Any researches specifically those carried out on systems biology approaches will have limitations and it seems to be normal. Due to the computational nature of these studies, there will remain gaps between the wet- and dry-labs for further validating the results. The experimental and clinical literature studies do only report on the genes involved in BC disease without stating their stages. The lack of available sufficient microarray datasets in the repository databases investigating the stages of BC made us consider the stages and grades of BC equivalent for the validation process.
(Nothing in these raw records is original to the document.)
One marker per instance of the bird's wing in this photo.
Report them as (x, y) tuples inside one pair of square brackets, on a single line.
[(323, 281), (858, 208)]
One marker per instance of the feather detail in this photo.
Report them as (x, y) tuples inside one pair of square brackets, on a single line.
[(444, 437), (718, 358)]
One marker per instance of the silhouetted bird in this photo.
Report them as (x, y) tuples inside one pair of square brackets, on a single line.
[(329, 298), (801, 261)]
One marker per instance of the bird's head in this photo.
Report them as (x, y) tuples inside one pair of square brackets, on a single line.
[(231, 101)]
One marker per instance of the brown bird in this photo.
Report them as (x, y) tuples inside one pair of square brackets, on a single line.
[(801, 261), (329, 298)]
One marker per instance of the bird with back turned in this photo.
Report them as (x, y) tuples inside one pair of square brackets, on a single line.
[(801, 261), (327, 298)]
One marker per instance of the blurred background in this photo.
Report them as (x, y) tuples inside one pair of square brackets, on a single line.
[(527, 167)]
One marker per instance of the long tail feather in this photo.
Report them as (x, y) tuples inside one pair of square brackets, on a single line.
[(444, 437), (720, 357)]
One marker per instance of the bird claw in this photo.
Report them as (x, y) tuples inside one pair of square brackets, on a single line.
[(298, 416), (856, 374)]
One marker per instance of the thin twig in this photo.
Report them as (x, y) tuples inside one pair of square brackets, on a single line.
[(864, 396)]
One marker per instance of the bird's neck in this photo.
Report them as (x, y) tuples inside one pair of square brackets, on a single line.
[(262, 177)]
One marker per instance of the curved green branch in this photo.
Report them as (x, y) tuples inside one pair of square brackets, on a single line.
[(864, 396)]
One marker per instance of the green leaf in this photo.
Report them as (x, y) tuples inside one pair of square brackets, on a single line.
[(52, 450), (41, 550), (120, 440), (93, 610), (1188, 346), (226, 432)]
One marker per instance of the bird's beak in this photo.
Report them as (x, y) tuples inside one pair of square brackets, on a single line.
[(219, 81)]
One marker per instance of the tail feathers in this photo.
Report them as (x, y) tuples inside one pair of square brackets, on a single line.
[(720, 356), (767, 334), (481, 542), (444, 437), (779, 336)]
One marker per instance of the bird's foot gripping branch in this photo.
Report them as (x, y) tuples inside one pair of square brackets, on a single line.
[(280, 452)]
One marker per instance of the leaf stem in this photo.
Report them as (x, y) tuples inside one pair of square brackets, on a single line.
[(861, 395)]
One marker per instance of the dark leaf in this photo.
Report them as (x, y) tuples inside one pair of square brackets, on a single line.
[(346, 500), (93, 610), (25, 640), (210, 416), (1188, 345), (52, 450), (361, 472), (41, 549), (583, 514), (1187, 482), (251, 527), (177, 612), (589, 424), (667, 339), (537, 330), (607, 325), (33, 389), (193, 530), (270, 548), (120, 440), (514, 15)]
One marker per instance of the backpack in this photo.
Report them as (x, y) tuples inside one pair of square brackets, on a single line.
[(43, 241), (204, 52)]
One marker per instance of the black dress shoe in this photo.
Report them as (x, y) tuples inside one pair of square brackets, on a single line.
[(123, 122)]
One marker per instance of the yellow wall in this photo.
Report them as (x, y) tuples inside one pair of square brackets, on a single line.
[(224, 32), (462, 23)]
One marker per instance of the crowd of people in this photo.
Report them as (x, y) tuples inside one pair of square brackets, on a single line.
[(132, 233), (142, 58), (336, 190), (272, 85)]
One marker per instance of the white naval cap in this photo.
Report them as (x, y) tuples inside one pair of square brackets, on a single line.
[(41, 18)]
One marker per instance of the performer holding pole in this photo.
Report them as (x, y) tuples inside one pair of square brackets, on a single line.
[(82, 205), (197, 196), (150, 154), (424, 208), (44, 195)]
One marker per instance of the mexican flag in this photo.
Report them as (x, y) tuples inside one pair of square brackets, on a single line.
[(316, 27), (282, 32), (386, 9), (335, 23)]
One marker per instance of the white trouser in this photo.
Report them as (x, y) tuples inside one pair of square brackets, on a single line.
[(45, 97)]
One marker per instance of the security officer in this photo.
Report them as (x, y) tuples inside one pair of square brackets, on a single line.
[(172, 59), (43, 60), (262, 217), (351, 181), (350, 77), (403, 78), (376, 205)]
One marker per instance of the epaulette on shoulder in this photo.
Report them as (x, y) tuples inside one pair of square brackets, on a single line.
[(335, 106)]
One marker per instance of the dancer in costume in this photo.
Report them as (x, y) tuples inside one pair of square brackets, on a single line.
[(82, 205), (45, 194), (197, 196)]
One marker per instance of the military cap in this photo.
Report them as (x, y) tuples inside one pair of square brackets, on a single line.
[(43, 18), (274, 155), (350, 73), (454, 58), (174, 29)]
During the last decades, extensive genome-wide association studies and next generation sequencing techniques were conducted and applied to identify the potent biomarkers using bioinformatics and experimental approaches for various diseases such as Parkinson’s disease and prostate cancer considering the exponential growth of Big Data generation in the field[31-35]. For future researches, it is useful to investigate the genome-based studies in a centralized manner to provide the datasets in further details in terms of being more specific at the disease stages and the follow-up procedures. Moreover, owing to the large generation of genome datasets, handling and managing them computationally and experimentally are still of many researches’ interest in the world. Therefore, close cooperation among systems biologists, bioinformaticians, and biologists is required in to identify potential biomarkers and their involvement in signaling pathways. In other words, understanding the functions of the target signaling pathways in specific diseases is highly important in accelerating the development of new experimental drugs and diagnostics, paving the ways for personalized medicine and improving translational sciences[32,36,37].

Conclusions

In this study, three HER2-negative breast cancer datasets were analyzed to identify differentially expressed genes and construct protein–protein interaction networks as well as GO enrichment and KEGG pathway analyses for the TNM-based staging system. The results indicate that a 53-gene signature is responsible for breast cancer prognosis at various stages. The identified gene signature could be further utilized in personalizing medicine for individuals with breast cancer. The identified PPI modules significantly involved at different stages of breast cancer show a different number of connectivity ranging from 1 to 69. The interesting finding noticeable in the results is that the lower number of interactions within hub genes is not correlated with the importance of genes as potential biomarkers. For example, module 5 with only three genes and two connections shows significant expression (downregulation) in the integrated group. Her2-negative breast cancer was further confirmed by the literature reports. Moreover, the Kaplan–Meier tool for assessing the recurrence-free survival rate is not a measure to exclude a biomarker based only on its statistical significant p-value. For instance, in Table 2, there are 20 genes identified to be non-significant in the RFS rate assessment evaluated by the KM tool. However, for example, IRF7 identified as a biomarker for almost all groups has not been significantly related to the RFS rate. However, according to the literature, IRF7 is significantly correlated with breast cancer development. Therefore, non-significant p-value in the KM assessment does not decrease the importance of an identified biomarker. The outcomes of this research have paved the way to evaluate the status of breast cancer development in terms of the TNM-based staging system. All of the identified DEGs were involved in breast cancer as confirmed by the evidence available in the literature derived solely from experimental studies. What is missing from the clinical data in the literature is the staging of the condition, which now can be answered using the panel of gene biomarkers proposed in this study.